Jakarta, Portonews.com – Kasus dugaan korupsi yang melibatkan pengelolaan minyak mentah dan produk kilang mencuat setelah Kejaksaan Agung (Kejagung) mengungkapkan adanya pengoplosan bahan bakar minyak (BBM) jenis RON 90 menjadi RON 92 oleh sejumlah pihak yang terlibat.
“BBM yang seharusnya berjenis RON 90, namun dibayar seharga RON 92, lalu dioplos atau dicampur,” ungkap Abdul Qohar, Direktur Penyidikan pada Jaksa Agung Muda Bidang Tindak Pidana Khusus (Jampidsus) Kejagung, dalam konferensi pers di Gedung Kejaksaan Agung, Jakarta, Selasa (25/2).

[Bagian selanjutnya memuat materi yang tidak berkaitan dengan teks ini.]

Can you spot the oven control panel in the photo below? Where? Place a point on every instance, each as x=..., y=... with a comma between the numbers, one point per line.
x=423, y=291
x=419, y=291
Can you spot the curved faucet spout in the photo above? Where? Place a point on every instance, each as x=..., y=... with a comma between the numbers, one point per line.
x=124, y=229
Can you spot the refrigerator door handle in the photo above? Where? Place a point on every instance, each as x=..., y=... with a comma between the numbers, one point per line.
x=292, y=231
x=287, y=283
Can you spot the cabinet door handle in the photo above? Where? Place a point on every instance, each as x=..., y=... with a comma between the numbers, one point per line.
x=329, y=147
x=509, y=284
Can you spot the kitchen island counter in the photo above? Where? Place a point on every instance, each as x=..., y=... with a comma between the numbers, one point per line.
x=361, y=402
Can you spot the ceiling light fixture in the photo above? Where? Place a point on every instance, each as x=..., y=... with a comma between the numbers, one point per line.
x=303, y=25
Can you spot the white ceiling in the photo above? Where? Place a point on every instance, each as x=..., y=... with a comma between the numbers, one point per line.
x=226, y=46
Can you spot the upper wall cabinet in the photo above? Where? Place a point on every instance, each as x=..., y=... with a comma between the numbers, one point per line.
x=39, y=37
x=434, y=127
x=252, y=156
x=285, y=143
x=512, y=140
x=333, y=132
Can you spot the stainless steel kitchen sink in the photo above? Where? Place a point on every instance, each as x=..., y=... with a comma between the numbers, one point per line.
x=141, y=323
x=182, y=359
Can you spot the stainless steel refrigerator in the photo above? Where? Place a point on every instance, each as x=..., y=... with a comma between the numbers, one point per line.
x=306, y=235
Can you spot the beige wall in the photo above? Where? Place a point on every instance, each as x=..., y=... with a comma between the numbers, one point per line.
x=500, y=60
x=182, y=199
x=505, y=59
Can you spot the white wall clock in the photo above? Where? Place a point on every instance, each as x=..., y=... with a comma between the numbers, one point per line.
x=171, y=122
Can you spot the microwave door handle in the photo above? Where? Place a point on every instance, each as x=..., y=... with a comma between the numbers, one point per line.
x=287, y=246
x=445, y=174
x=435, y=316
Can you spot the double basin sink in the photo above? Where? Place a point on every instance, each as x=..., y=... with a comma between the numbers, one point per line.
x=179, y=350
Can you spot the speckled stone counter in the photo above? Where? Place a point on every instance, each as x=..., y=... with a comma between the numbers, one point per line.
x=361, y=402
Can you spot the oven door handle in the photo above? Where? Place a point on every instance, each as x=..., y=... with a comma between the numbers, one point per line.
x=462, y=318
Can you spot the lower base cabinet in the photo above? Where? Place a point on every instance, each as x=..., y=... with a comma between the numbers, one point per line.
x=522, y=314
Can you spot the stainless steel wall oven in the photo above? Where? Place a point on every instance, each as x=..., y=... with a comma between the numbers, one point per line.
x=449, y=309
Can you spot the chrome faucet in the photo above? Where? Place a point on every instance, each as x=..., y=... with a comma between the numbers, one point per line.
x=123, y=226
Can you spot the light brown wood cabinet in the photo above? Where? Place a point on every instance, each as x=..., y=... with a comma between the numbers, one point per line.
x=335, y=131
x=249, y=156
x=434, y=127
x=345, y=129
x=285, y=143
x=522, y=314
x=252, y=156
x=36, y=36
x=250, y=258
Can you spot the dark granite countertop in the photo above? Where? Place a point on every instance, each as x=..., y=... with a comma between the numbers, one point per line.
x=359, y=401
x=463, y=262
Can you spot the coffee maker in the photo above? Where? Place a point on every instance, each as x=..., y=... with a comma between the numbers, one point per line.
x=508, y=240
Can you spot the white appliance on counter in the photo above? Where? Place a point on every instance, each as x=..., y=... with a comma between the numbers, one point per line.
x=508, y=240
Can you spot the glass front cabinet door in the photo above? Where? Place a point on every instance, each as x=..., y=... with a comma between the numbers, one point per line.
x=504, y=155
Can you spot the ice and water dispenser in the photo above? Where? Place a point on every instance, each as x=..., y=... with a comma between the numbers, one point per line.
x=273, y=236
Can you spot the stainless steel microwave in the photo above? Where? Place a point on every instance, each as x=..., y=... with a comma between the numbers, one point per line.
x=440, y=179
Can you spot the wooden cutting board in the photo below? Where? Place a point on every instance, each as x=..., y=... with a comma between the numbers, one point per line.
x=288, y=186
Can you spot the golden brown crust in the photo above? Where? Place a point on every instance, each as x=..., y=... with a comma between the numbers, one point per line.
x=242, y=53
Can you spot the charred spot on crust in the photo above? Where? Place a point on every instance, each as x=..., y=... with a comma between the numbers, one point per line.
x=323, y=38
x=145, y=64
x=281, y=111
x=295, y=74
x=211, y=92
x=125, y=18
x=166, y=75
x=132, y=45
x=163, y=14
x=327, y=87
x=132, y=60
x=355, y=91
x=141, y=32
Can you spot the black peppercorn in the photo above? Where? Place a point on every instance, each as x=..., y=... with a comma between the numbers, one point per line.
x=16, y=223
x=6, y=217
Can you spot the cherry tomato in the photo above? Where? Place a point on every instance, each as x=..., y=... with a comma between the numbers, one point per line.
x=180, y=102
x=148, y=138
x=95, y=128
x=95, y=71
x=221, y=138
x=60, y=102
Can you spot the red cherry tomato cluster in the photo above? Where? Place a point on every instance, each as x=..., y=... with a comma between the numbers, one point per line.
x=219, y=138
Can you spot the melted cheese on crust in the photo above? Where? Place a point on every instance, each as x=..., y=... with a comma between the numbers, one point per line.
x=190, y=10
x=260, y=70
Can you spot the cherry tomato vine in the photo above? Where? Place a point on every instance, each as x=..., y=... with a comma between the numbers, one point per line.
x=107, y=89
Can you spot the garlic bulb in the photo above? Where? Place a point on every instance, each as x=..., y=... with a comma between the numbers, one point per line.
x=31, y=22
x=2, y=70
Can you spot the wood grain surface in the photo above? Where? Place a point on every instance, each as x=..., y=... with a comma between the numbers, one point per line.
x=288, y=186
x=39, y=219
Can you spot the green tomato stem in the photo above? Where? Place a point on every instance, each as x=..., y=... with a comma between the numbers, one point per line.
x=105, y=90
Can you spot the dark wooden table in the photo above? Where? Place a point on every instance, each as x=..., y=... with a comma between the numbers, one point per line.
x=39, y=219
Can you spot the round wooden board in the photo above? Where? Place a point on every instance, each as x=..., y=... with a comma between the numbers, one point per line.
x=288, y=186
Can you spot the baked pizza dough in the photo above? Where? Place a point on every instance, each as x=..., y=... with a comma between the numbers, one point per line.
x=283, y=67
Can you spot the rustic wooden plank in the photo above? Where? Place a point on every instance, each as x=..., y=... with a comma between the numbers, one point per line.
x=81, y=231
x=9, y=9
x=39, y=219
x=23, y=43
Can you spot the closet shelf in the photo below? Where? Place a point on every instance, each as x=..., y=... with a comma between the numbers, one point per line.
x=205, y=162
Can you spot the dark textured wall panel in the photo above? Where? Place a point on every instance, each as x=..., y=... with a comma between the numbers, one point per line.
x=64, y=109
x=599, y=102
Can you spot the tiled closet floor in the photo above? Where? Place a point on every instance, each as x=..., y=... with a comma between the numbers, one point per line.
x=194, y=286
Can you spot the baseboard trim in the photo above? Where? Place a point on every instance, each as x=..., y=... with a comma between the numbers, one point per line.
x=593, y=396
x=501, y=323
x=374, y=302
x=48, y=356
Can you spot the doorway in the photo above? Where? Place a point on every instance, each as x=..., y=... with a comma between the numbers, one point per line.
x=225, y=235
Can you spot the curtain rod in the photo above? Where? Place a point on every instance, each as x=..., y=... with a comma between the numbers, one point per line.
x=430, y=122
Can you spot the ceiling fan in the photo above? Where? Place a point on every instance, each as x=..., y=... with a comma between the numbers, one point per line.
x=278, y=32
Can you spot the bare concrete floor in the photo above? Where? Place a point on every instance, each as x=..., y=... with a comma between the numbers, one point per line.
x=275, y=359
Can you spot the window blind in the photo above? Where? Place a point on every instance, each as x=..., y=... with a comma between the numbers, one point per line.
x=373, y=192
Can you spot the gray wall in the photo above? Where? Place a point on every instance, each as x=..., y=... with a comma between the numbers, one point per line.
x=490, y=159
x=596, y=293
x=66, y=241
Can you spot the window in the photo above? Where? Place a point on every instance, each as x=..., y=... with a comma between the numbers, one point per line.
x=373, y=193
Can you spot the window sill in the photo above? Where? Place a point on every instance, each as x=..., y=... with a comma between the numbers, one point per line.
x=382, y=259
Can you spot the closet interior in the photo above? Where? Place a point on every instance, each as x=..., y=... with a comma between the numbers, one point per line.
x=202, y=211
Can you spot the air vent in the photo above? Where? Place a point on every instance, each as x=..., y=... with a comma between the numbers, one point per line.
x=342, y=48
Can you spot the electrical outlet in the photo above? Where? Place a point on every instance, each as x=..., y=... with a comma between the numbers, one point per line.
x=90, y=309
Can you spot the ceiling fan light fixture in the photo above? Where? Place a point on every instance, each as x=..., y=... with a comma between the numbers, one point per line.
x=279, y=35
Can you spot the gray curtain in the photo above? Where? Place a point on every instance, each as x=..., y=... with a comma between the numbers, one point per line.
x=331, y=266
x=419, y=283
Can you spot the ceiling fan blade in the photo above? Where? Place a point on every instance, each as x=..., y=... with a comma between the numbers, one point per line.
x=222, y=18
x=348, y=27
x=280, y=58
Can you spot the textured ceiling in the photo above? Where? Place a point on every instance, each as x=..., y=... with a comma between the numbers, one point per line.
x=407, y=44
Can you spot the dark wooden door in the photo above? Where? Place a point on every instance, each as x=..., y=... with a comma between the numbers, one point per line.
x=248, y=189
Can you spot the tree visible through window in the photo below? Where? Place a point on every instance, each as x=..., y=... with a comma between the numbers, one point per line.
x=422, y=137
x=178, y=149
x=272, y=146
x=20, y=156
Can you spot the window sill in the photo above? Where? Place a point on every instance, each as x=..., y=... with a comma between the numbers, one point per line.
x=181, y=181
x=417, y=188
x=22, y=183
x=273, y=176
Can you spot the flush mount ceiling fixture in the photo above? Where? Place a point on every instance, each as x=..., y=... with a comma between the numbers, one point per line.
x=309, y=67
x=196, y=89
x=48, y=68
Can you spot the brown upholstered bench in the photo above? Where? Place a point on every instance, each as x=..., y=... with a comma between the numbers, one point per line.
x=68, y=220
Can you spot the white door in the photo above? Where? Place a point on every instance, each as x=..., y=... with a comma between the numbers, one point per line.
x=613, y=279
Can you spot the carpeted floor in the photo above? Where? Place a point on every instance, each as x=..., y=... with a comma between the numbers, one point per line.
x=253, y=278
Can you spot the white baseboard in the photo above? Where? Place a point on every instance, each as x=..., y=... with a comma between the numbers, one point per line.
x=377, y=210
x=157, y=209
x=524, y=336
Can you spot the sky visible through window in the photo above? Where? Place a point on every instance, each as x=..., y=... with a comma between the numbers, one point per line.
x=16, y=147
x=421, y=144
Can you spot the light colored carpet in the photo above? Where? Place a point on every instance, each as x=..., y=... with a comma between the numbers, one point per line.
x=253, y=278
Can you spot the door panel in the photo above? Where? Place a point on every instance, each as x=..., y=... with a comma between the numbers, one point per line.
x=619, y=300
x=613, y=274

Menurut Qohar, perbuatan curang ini terjadi antara tahun 2018 hingga 2023, ketika pemerintah mewajibkan pemenuhan minyak mentah dalam negeri dengan mengutamakan pasokan dari dalam negeri, sebagaimana tercantum dalam Pasal 2 dan Pasal 3 Peraturan Menteri ESDM Nomor 42 Tahun 2018.
PT Pertamina (Persero) pun diwajibkan untuk mencari pasokan minyak bumi domestik terlebih dahulu sebelum melakukan impor. Namun, tersangka Riva Siahaan (RS), Direktur Utama PT Pertamina Patra Niaga, bersama tersangka Sani Dinar Saifuddin (SDS), Direktur Feedstock and Product Optimization PT Kilang Pertamina Internasional, serta tersangka Agus Purwono (AP), VP Feedstock Management PT Kilang Pertamina Internasional, diduga melakukan rekayasa untuk menurunkan produksi kilang. Akibatnya, produksi minyak bumi dalam negeri tidak dapat sepenuhnya diserap.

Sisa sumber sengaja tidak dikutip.